The Social Security Act 1986 will open up new opportunities for employees to take out personal pensions and for employers to set up new sorts of pension schemes. These choices are explained in leaflets and will be advertised on television and in the press later in the year, but it is not for the Government to offer pensions advice to individual scheme members.
I am grateful for my hon. Friend's reply. The changes in choices in pension provision are to be welcomed and should ensure that future generations of elderly people will benefit considerably from the new choice. Is my hon. Friend aware that there is widespread concern among trustees and managers of pensions funds that if members of occupational schemes opt out of them they may inadvertently lose entitlement to important fringe benefits, such as death-in-service cover and widows' pensions? When publicising the Government's plans, will he take every opportunity to warn the public of those dangers?
I recognise my hon. Friend's expertise in this matter. The Financial Services Act 1986 contains conduct of business rules that require suppliers to give the best advice to their potential customers. That will include discovering the client's present position and whether the client has an occupational pension. If the client has such a pension, the supplier should advise him or her about what benefits might be lost from the occupational pension and what benefits may be gained. As a spin-off from our reforms, occupational pension scheme suppliers will have to explain the benefits more carefully to members.

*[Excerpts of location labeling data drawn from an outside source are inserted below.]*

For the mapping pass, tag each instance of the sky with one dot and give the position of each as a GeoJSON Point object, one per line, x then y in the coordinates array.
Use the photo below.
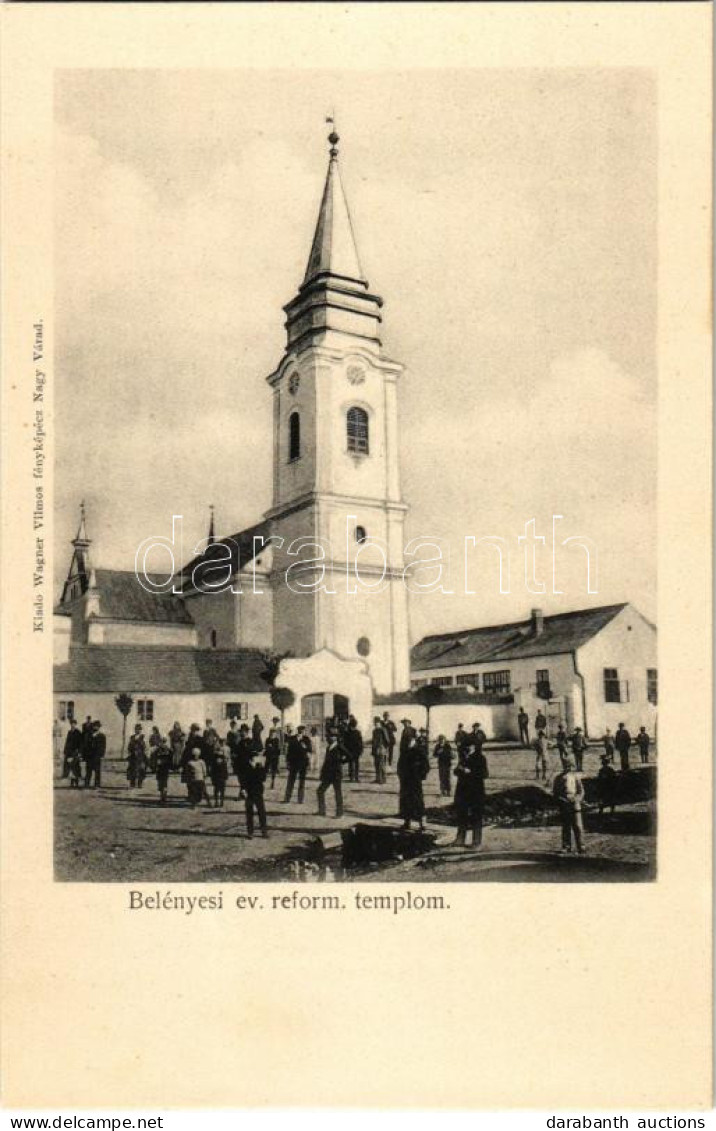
{"type": "Point", "coordinates": [508, 218]}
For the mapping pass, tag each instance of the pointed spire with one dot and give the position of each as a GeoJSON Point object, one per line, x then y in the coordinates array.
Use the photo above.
{"type": "Point", "coordinates": [334, 251]}
{"type": "Point", "coordinates": [80, 538]}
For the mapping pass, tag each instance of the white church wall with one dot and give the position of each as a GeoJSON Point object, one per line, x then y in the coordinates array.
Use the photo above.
{"type": "Point", "coordinates": [123, 632]}
{"type": "Point", "coordinates": [628, 644]}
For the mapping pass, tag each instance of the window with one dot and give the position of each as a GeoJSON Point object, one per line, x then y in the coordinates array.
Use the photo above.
{"type": "Point", "coordinates": [356, 422]}
{"type": "Point", "coordinates": [467, 681]}
{"type": "Point", "coordinates": [294, 436]}
{"type": "Point", "coordinates": [615, 690]}
{"type": "Point", "coordinates": [235, 710]}
{"type": "Point", "coordinates": [543, 683]}
{"type": "Point", "coordinates": [145, 709]}
{"type": "Point", "coordinates": [497, 683]}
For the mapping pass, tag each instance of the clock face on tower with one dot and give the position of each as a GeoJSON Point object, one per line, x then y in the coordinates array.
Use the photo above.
{"type": "Point", "coordinates": [355, 374]}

Is not the spin-off from the so-called reforms, which are really highly regressive, an increased cost on local authorities such as the West Yorkshire fire authority? That authority has made representations to me, claiming that the costs of posing alternative, inferior schemes to the present fire authority scheme are not provided for by the Home Office. That means an extra cost on a fire authority that is desperate to maintain the standards imposed by the Home Office. In some areas it cannot meet the Home Office requirements. Will the Minister get together with the Home Office and ensure that all costs imposed by the Government's rotten schemes are provided for?
I should be happy to explore that point, but I do not recognise it. I believe that the reforms provide a much wider range of pensions choice, which will offer people opportunities in future without shackling them to a particular employer.
Is my hon. Friend aware that the flow of funds into public sector provision for retirement is on an altogether much more generous scale than for the bulk of people in the private sector? Will he take steps to encourage employers to put far more funds into the provision of retirement benefit for employees in the private sector so that the vast bulk of our population are freed from the risk that they may be obliged to go through the humiliation in retirement of applying for means-tested benefit?
One of the effects of our reforms is that they will raise the public's consciousness and awareness about pensions choices. That will oblige occupational pension scheme suppliers to explain the benefits more carefully to their members. It will probably encourage members to be more demanding of their occupational pension schemes.